XVII. Le motif
Shirō ne dormait pas. Il était assis dehors, sur le muret de ciment derrière sa maison, le dos contre le mur, les jambes croisées. Il regardait la maison de Teui.
Shirō pensait en motifs. C'était sa formation, sa structure, la manière dont le Ken lui avait appris à lire le monde : non pas ce qui se passe, mais ce qui se répète. Un fait est un bruit. Deux faits sont une coïncidence. Trois faits sont un signal.
Miri pleurait le vendredi. Pas le lundi, ni le mercredi, ni aucun autre jour de la semaine. Le vendredi. Shirō l'avait noté la première fois par réflexe, la deuxième par attention, la troisième par certitude. Depuis son arrivée sur Namu, il n'avait pas manqué un seul vendredi, et chaque vendredi matin la petite avait les yeux rouges, le visage gonflé, et Teui la portait dans ses bras en disant qu'elle avait fait un cauchemar.
Les cauchemars n'ont pas de jour. Les enfants qui font des cauchemars les font n'importe quand, au hasard des fièvres et des peurs. Un cauchemar qui revient chaque vendredi n'est pas un cauchemar.
Shirō avait noté autre chose. Teui, le vendredi matin, était fatigué. Plus fatigué que les autres jours. Ses épaules tombaient davantage, ses gestes étaient plus lents, et il souriait avec un léger retard, comme si le sourire devait traverser quelque chose avant d'atteindre son visage. Un homme qui dort mal une nuit par semaine, la même nuit, chaque semaine.
Il avait noté que la chambre de Miri donnait sur le côté de la maison le plus proche de la mer. La fenêtre ouvrait sur un passage étroit entre le mur et la végétation, un espace qu'on ne voyait pas depuis le chemin.
Il avait noté que la nuit, la brise s'inversait. Le jour, l'air chauffé par la terre monte et aspire le vent depuis la mer ; la nuit, la terre refroidit plus vite que l'eau, et le courant s'inverse, de la terre vers le large. Shirō le savait parce que le Ken l'enseignait dans ses cours de navigation côtière, et parce qu'un homme qui approche une île de nuit en dirigeable musculaire choisit la brise de terre : elle couvre le bruit de l'hélice en le portant vers le large, loin des oreilles du village.
Shirō resta immobile. La maison de Teui était sombre, la fenêtre de Miri fermée. Il était trois heures du matin. Le vent soufflait. La mer battait le récif au loin, un son blanc, continu, qui couvrait tout le reste.
À trois heures vingt, quelque chose bougea. Shirō ne tourna pas la tête. Il ajusta son regard sans bouger le visage, un exercice que le Ken enseignait la première année et que le corps finissait par faire seul. Une ombre passa entre les arbres, du côté de la côte, se glissa le long du mur de la maison de Teui, et s'arrêta devant la fenêtre de Miri.

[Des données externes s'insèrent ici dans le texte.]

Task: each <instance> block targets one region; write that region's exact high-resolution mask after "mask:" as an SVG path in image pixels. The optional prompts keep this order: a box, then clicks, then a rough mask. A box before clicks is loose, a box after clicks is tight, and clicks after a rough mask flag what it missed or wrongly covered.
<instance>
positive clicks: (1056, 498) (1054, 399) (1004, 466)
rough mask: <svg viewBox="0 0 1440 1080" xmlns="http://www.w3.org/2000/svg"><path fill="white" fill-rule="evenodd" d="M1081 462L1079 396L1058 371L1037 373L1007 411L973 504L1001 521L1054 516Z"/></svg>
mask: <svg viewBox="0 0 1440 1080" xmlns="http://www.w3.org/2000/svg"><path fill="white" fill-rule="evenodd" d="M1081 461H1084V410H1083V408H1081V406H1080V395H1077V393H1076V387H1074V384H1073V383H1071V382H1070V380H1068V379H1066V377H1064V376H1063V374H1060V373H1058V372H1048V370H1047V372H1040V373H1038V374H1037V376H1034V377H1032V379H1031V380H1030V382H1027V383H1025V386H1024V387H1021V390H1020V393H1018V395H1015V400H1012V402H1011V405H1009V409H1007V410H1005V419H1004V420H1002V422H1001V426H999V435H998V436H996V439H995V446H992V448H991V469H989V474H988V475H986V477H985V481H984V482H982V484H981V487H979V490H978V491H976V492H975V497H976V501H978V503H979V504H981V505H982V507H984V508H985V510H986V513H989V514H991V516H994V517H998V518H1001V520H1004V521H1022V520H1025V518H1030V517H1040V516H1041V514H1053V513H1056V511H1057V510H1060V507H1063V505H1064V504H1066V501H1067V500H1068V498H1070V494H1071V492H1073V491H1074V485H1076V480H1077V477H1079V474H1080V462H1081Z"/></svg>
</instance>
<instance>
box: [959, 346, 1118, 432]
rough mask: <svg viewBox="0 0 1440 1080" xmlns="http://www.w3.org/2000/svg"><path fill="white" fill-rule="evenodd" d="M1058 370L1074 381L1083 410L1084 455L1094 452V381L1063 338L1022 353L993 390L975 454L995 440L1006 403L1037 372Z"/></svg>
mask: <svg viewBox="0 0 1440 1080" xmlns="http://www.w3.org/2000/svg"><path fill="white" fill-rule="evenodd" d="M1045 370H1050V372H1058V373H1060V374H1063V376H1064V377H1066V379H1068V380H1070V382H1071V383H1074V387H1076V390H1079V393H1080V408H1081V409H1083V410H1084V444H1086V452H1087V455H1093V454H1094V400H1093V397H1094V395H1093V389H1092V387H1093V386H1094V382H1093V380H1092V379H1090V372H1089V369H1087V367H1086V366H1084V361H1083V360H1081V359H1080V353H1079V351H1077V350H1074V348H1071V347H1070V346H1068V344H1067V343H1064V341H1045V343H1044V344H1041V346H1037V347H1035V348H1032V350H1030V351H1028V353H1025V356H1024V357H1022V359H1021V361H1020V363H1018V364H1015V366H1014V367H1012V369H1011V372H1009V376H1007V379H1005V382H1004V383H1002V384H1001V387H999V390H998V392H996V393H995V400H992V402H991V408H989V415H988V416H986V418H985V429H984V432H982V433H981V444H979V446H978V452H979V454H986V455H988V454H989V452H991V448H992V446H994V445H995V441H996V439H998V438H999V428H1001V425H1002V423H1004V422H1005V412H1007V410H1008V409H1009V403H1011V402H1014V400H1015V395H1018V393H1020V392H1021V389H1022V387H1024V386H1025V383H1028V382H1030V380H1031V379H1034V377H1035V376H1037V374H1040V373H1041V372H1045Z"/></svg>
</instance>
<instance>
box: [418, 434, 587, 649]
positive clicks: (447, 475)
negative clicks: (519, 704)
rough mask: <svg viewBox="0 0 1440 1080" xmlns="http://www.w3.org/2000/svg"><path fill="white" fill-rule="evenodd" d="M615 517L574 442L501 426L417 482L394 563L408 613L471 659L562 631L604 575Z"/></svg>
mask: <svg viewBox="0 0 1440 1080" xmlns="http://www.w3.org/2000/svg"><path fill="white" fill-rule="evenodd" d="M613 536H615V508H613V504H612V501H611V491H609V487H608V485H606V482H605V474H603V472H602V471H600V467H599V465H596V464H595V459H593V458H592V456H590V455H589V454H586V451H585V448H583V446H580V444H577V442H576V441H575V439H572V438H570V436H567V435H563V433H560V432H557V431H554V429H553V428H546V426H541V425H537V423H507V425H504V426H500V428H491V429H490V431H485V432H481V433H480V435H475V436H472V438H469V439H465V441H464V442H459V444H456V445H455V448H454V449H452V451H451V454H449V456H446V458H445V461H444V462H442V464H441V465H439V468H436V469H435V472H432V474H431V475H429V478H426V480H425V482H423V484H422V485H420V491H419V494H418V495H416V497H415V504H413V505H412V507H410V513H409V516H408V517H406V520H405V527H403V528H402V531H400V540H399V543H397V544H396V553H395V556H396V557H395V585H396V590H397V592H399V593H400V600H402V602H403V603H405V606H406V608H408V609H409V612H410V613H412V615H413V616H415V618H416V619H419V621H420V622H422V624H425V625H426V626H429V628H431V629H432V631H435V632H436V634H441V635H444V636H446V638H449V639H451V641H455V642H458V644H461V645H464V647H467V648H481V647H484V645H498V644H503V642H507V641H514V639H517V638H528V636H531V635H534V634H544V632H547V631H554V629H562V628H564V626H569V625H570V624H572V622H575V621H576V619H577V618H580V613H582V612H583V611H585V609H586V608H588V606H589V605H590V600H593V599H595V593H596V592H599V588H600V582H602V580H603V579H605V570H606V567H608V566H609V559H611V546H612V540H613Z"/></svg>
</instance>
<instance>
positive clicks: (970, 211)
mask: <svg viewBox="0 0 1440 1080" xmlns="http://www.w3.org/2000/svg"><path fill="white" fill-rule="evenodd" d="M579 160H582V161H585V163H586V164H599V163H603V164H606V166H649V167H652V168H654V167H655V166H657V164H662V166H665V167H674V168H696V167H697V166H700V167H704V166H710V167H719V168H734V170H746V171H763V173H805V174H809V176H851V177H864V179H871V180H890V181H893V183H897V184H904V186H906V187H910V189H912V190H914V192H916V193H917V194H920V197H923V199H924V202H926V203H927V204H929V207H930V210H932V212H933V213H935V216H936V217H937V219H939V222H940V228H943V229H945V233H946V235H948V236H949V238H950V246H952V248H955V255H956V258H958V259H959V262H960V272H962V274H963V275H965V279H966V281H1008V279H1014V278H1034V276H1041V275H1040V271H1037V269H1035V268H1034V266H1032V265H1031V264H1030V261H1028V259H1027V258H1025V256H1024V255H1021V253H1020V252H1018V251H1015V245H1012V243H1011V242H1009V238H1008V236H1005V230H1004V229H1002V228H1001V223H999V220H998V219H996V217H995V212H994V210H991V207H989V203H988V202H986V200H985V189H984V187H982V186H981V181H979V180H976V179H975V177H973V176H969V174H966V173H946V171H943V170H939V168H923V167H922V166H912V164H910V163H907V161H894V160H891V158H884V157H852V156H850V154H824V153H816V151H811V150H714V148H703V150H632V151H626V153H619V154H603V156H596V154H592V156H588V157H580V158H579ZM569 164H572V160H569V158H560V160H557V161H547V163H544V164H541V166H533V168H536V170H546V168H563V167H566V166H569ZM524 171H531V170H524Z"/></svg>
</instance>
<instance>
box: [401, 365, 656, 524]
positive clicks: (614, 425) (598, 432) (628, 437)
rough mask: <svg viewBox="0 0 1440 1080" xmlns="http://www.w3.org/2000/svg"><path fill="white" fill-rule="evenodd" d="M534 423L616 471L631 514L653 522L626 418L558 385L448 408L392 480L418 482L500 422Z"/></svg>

La fenêtre s'ouvrit de l'intérieur.
Shirō resta assis sur le muret. Il ne bougea pas. Il regarda l'ombre entrer dans la maison par la fenêtre de la chambre d'une enfant de huit ans, et il compta les secondes. Ses mains s'étaient refermées sur le rebord du muret, les jointures blanches, les ongles dans le ciment. Tout son corps voulait se lever. Traverser les arbres, arracher l'ombre à la fenêtre, la plaquer au sol. Shirō ne bougea pas. Il desserra les doigts un par un, posa ses paumes à plat sur ses cuisses, et continua de compter.
Vingt-trois minutes plus tard, l'ombre ressortit par la même fenêtre. La fenêtre se referma de l'intérieur. L'ombre longea le mur, traversa les arbres, disparut vers la côte. Le bruit de la mer n'avait pas changé.
Shirō ferma les yeux. Il les garda fermés longtemps. Quand il les rouvrit, les étoiles n'avaient pas bougé, le vent soufflait toujours, et la maison de Teui était silencieuse.
Il savait maintenant ce qu'il avait besoin de savoir. Ce qu'il restait à décider, c'était quand le dire à Jonas, et comment, et dans quel ordre, parce que l'ordre dans lequel on dit les choses détermine ce que l'autre entend, et ce que Jonas allait entendre détruirait quelque chose en lui que Shirō n'avait pas le droit de détruire sans raison suffisante.
La raison viendrait. Shirō pouvait attendre un peu. Pas longtemps.